Photon noise from background-limited detection fundamentally constrains the depth of astronomical surveys. ASTERIS introduces a self-supervised spatiotemporal denoising framework requiring no high-SNR reference observations, with an adaptive flux clip mechanism and a multi-scale spatiotemporal receptive field. Applied to JWST imaging, it pushed the telescope's detection limit by over 1.0 magnitude (equivalent to doubling its aperture, 7x photon collection efficiency) and tripled newly identified high-redshift galaxy candidates from the cosmic dawn epoch, yielding the deepest galaxy luminosity function to date. Published as First Release in Science; unanimously praised by reviewers as "an excellent work that will have an important impact across astronomy."

2. Intelligent Meta-Imaging Sensor · Nature 2022

Optical aberrations cause rapid resolution and SNR degradation in complex environments that hardware compensation cannot solve generically. We developed an integrated Meta-imaging sensor embodying incoherent synthetic aperture imaging and digital adaptive optics within a single chip. Deployed at the Xinglong Observatory, it expanded the turbulence-corrected field of view of meter-class telescopes by nearly 1,000x, enabling near-diffraction-limited optical astronomy across a 1,000-arcsecond field. Recognized as one of China's Top 10 Optical Breakthroughs, ICBS Frontiers of Science Award, and ESI Highly Cited Paper.
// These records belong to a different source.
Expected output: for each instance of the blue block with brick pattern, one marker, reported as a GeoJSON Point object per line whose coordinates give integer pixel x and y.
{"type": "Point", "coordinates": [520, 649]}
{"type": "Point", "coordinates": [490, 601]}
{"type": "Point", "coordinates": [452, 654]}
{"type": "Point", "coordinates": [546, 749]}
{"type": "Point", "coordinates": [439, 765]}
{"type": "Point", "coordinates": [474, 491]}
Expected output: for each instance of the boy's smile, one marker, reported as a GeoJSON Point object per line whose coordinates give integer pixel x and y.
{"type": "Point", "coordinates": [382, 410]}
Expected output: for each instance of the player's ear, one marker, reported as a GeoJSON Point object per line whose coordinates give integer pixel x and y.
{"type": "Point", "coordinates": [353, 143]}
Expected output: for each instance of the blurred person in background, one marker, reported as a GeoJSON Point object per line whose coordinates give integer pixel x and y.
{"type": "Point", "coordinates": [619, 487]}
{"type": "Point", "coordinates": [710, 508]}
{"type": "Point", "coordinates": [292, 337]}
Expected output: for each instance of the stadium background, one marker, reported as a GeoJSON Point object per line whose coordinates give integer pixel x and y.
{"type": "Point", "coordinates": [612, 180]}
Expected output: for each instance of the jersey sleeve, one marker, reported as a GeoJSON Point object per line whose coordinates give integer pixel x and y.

3. Wide-Field Wavefront Sensor (WISE) · Nature Photonics 2024

Anisoplanatic atmospheric turbulence across a wide field of view has long been an intractable problem for ground-based astronomy. WISE achieved, for the first time, 3D tomographic observation of atmospheric turbulence at 1,100 arcseconds FoV with 10-arcsecond resolution at 30 Hz, and demonstrated high-precision ConvLSTM-based prediction across a 400-arcsecond field. MIT Professor Dirk Englund described it as "state-of-the-art real-time wavefront sensing."